En première lecture, sur la proposition de votre commission des lois et de son rapporteur, le Sénat a poursuivi l'objectif de la proposition de loi : actualiser le statut de la fonction publique communale en tenant compte, d'une part, des évolutions du droit de la fonction publique et, d'autre part, des spécificités des communes polynésiennes marquées notamment par leur dispersion géographique qui complexifie la gestion des services publics.

Dans ce cadre, la Haute assemblée a rapproché l'accès aux cadres d'emplois du droit commun de la fonction publique :

- en préservant la compétence réglementaire du haut-commissaire de la République en matière de concours (article 6) ;

- en rétablissant la promotion au choix sous réserve d'une condition de valeur et d'expérience professionnelles (article 7) ;

- en autorisant le recrutement direct sur des emplois fonctionnels territoriaux déterminés (article 11 bis) ;

- en adaptant les conditions de recours à des contractuels (article 1er).

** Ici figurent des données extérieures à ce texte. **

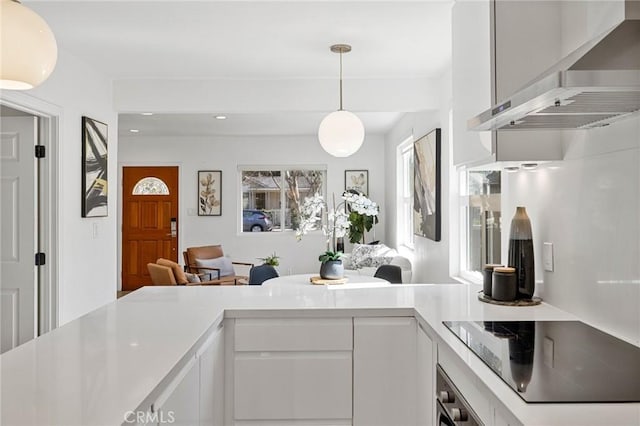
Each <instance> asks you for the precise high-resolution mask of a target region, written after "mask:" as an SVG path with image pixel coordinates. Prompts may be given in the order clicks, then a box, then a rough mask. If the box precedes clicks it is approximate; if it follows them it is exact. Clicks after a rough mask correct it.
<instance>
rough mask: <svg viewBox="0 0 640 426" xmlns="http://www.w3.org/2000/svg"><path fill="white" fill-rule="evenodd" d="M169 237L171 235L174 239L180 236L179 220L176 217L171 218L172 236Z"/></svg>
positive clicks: (167, 234)
mask: <svg viewBox="0 0 640 426" xmlns="http://www.w3.org/2000/svg"><path fill="white" fill-rule="evenodd" d="M167 235H170V236H171V237H172V238H175V237H177V236H178V220H177V219H176V218H175V217H172V218H171V234H167Z"/></svg>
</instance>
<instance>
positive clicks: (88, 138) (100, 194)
mask: <svg viewBox="0 0 640 426" xmlns="http://www.w3.org/2000/svg"><path fill="white" fill-rule="evenodd" d="M107 136H108V135H107V125H106V124H105V123H101V122H100V121H97V120H94V119H92V118H89V117H82V217H103V216H107V215H108V201H109V199H108V197H107V191H108V180H107V153H108V137H107Z"/></svg>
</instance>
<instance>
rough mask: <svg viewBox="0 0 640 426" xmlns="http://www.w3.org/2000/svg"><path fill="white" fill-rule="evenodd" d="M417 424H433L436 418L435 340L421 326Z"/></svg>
mask: <svg viewBox="0 0 640 426" xmlns="http://www.w3.org/2000/svg"><path fill="white" fill-rule="evenodd" d="M417 336H418V341H417V346H418V347H417V353H418V359H417V366H416V368H417V370H416V371H417V386H418V391H417V399H418V403H417V407H418V412H417V424H418V425H429V424H432V423H433V421H434V418H435V402H436V396H435V374H434V370H435V364H436V363H435V356H434V354H435V351H436V347H435V346H434V344H433V340H432V339H431V338H430V337H429V335H428V334H427V332H426V331H425V330H424V328H423V326H422V325H421V324H419V325H418V330H417Z"/></svg>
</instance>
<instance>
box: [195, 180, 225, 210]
mask: <svg viewBox="0 0 640 426" xmlns="http://www.w3.org/2000/svg"><path fill="white" fill-rule="evenodd" d="M198 216H222V170H198Z"/></svg>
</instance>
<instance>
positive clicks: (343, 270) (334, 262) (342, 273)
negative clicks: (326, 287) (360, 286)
mask: <svg viewBox="0 0 640 426" xmlns="http://www.w3.org/2000/svg"><path fill="white" fill-rule="evenodd" d="M343 277H344V266H343V265H342V260H328V261H326V262H323V263H321V264H320V278H322V279H324V280H339V279H341V278H343Z"/></svg>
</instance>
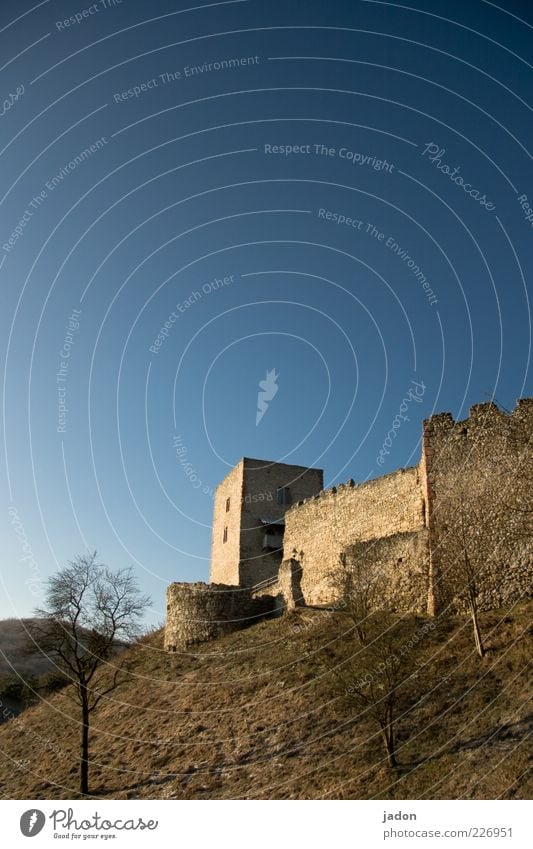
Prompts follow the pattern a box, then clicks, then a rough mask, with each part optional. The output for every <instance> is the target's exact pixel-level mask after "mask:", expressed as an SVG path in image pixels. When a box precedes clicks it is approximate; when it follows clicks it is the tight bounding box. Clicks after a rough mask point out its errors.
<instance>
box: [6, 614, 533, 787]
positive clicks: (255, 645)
mask: <svg viewBox="0 0 533 849" xmlns="http://www.w3.org/2000/svg"><path fill="white" fill-rule="evenodd" d="M532 614H533V604H532V603H524V604H522V605H520V606H517V607H515V608H514V609H513V610H512V611H497V612H493V613H487V614H483V615H482V616H481V625H482V628H483V632H484V634H485V636H486V644H487V647H488V653H487V655H486V657H485V658H483V659H480V658H479V657H478V656H477V655H476V653H475V651H474V645H473V640H472V632H471V623H470V621H469V620H468V619H467V618H463V617H448V618H445V619H440V620H439V621H438V622H437V626H436V627H435V629H433V630H430V631H428V633H427V634H426V635H425V636H424V639H423V640H422V641H421V644H420V647H419V649H417V655H416V666H415V668H414V672H413V676H412V677H411V678H409V680H407V681H406V684H405V688H404V691H403V693H402V695H401V699H400V703H399V704H400V708H401V718H400V720H399V723H398V753H397V754H398V762H399V766H398V768H397V769H396V770H394V771H391V770H390V769H389V768H388V767H387V766H386V762H385V759H384V755H383V747H382V743H381V740H380V737H379V734H378V733H377V732H376V727H375V725H373V724H372V722H371V721H370V720H369V718H368V715H366V714H364V713H359V714H358V713H357V711H356V710H354V706H353V703H352V702H350V701H349V699H348V698H347V697H346V695H345V691H344V690H343V688H342V686H340V685H339V680H338V678H337V676H336V673H335V670H336V669H338V668H339V665H341V664H342V663H344V662H347V661H349V662H350V663H351V664H355V671H357V670H356V667H357V661H356V660H355V658H356V656H357V655H356V652H357V643H356V641H355V639H354V634H353V629H352V628H351V626H350V622H349V620H347V617H346V616H344V615H342V614H341V613H329V612H325V611H321V610H317V609H299V610H297V611H295V612H294V613H291V614H288V615H285V616H283V617H281V618H279V619H274V620H272V621H264V622H261V623H259V624H257V625H255V626H253V627H250V628H248V629H247V630H244V631H239V632H236V633H234V634H230V635H228V636H225V637H223V638H220V639H218V640H216V641H213V642H211V643H206V644H204V645H201V646H199V647H198V648H197V650H196V651H191V652H190V653H188V654H179V653H176V654H168V653H166V652H165V651H164V650H163V635H162V632H158V633H156V634H154V635H152V636H151V637H148V638H145V639H144V640H143V641H141V642H140V643H138V644H137V645H136V646H135V647H133V648H130V649H128V651H129V653H130V659H131V660H132V661H135V662H136V668H135V669H134V671H132V673H131V677H130V679H129V681H128V682H127V683H126V685H125V686H124V687H123V688H122V689H120V690H118V691H116V692H114V693H113V694H112V695H111V696H110V697H108V698H107V699H106V700H105V702H103V703H102V709H101V711H100V712H99V713H97V714H95V716H94V726H93V734H92V748H91V761H92V764H91V787H92V792H93V793H94V794H95V795H96V796H98V797H99V798H108V799H114V798H117V799H143V798H152V799H228V798H229V799H234V798H241V799H274V798H282V799H296V798H298V799H318V798H338V799H344V798H353V799H358V798H360V799H370V798H382V799H418V798H426V799H432V798H436V799H462V798H464V799H495V798H503V799H512V798H516V799H528V798H531V796H532V793H533V775H532V771H531V761H530V759H529V755H530V739H531V732H532V730H533V718H532V713H531V703H532V699H531V696H532V680H531V676H530V675H528V672H529V668H530V662H531V653H532V652H531V649H532V646H531V642H532V640H531V637H532V628H531V621H532ZM426 621H427V620H424V619H423V618H421V617H413V616H408V617H405V619H404V623H403V624H404V627H405V629H406V633H409V632H411V633H415V632H420V629H421V628H422V627H423V625H424V623H425V622H426ZM68 696H69V687H66V688H65V689H63V690H61V691H60V692H58V693H56V694H54V695H52V696H51V697H49V698H47V699H46V700H43V701H42V703H41V704H39V705H37V706H35V707H31V708H29V709H28V710H27V711H26V712H25V713H24V714H23V715H22V716H21V717H20V719H19V720H14V721H12V722H8V723H5V724H4V725H3V726H2V727H1V728H0V795H2V797H3V798H11V799H32V798H34V799H39V798H56V799H72V798H77V797H78V792H77V778H78V757H79V724H78V715H77V713H75V708H74V705H73V702H72V701H71V700H70V699H69V698H68Z"/></svg>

Dans le même esprit, elle a limité les disparités dans le déroulement de la carrière :

- en simplifiant la procédure d'évaluation des fonctionnaires par l'institution d'une expérimentation de l'entretien annuel d'évaluation (article 8) ;

- en « normalisant » la fin d'un détachement (article 9 bis) ;

- en révisant le principe de parité des régimes indemnitaires (article 10) ;

- en fixant les conditions de mise en place d'un service minimum en cas de grève (article 3).

Par ailleurs, le Sénat a ajusté les dispositions transitoires :

- en reportant la prise en compte des personnels en poste ayant vocation à intégrer la fonction publique, à la date de publication du décret d'application de l'ordonnance du 4 janvier 2005 (article 13) ;

- en harmonisant l'établissement des listes d'aptitude par la consultation d'une commission spéciale placée auprès du centre de gestion et de formation (article 14) ;

- en clarifiant le régime financier de l'intégration (article 16).

Enfin, adoptant un amendement présenté par notre collègue Richard Tuheiava en séance, le Sénat a élargi les cas de prolongation d'activité des fonctionnaires au-delà de la limite d'âge pour aligner leur régime sur celui des agents de la Polynésie française.